O inquérito aponta um modelo de operação baseado em empresas de fachada, contratos fictícios e notas fiscais frias, usadas para encobrir pagamentos ilícitos. Um dos focos citados é um contrato de R$ 789 milhões firmado entre o Previ-Rio, responsável pela previdência e pelo plano de saúde de servidores municipais, e o grupo Assim Saúde.
Segundo o MP, a contratação teria sido direcionada de forma ilegal para favorecer a empresa. A denúncia também menciona um acordo de pagamento de propina equivalente a 3% do valor dos contratos. As informações foram divulgadas pela GloboNews.
Na parte de improbidade administrativa, o órgão sustenta que Crivella tinha conhecimento e controle dos atos praticados por subordinados. Ainda segundo o MP, o grupo teria recebido cerca de R$ 2 milhões por mês em propina. A acusação afirma que, após a contratação, a Assim Saúde teria firmado contratos com empresas de fachada para simular serviços que não teriam sido prestados.

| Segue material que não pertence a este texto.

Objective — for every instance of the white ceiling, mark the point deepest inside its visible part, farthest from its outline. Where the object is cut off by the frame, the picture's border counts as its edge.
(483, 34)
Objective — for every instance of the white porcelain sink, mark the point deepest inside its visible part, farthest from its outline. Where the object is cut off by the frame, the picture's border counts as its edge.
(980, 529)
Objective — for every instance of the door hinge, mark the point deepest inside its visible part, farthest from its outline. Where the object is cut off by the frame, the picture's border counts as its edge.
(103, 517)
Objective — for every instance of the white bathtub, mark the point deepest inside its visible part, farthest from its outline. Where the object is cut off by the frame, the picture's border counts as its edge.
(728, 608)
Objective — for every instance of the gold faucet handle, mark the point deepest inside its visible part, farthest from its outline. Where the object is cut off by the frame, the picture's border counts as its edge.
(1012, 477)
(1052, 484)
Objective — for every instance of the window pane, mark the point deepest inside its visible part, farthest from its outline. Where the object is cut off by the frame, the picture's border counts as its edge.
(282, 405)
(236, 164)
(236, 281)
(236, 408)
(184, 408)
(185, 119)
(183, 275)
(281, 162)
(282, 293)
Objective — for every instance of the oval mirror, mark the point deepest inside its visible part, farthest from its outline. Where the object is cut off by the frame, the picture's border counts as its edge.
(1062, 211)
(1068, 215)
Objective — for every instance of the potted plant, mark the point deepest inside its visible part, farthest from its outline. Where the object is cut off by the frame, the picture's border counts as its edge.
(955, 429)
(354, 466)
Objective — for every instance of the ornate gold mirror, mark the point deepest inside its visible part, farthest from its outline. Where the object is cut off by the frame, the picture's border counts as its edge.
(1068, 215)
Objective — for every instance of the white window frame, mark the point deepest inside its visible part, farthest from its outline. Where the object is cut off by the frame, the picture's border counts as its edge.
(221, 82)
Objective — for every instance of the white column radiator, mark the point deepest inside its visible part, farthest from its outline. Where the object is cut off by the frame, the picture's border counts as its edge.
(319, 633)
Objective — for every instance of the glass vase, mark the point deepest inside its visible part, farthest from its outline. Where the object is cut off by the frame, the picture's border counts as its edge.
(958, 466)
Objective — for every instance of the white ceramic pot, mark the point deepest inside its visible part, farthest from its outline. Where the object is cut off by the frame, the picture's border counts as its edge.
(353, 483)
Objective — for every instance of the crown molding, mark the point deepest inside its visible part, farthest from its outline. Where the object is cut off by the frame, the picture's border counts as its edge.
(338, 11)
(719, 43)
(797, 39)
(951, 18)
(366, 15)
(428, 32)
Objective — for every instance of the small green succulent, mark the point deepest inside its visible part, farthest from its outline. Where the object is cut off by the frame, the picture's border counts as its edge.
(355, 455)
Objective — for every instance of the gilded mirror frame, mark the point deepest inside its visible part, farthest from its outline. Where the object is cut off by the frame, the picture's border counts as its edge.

Crivella e Rafael Alves chegaram a ser presos no fim de 2020 no caso batizado de “QG da Propina”, que apontou o uso de um escritório da Riotur como base para negociação de fraudes e desvios em contratos. O processo segue em análise no Tribunal Regional Eleitoral do Rio (TRE).
Na denúncia, os promotores pedem a devolução integral dos R$ 32 milhões, aplicação de multas e a suspensão dos direitos políticos por até 14 anos. O deputado nega as acusações e diz que não houve fraude.
A defesa de Marcelo Crivella enviou nota e afirmou: “A denúncia é a terceira em cima da mesma narrativa, nos últimos seis anos. Reforçamos que o assunto volta à tona em período pré-eleitoral, em que o nome de Marcello Crivella aparece na liderança de várias pesquisas partidárias para o Senado Federal. Aliás, até agora o deputado sequer foi ouvido pelos investigadores.”
No mesmo texto, a equipe do parlamentar declarou: “O grupo Assim Saúde presta serviços ao Município, ininterruptamente, há mais 17 anos, inclusive na atual gestão. A contratação foi conduzida pelo Previ-Rio, com aval da Controladoria-Geral, da Procuradoria-Geral do Município e do Tribunal de Contas.”
E completou: “Não houve fraude à licitação, pois não houve licitação, mas credenciamento, modalidade legal, sem vencedores ou vencidos, aceita pelo TCU e recomendada pelo MP.”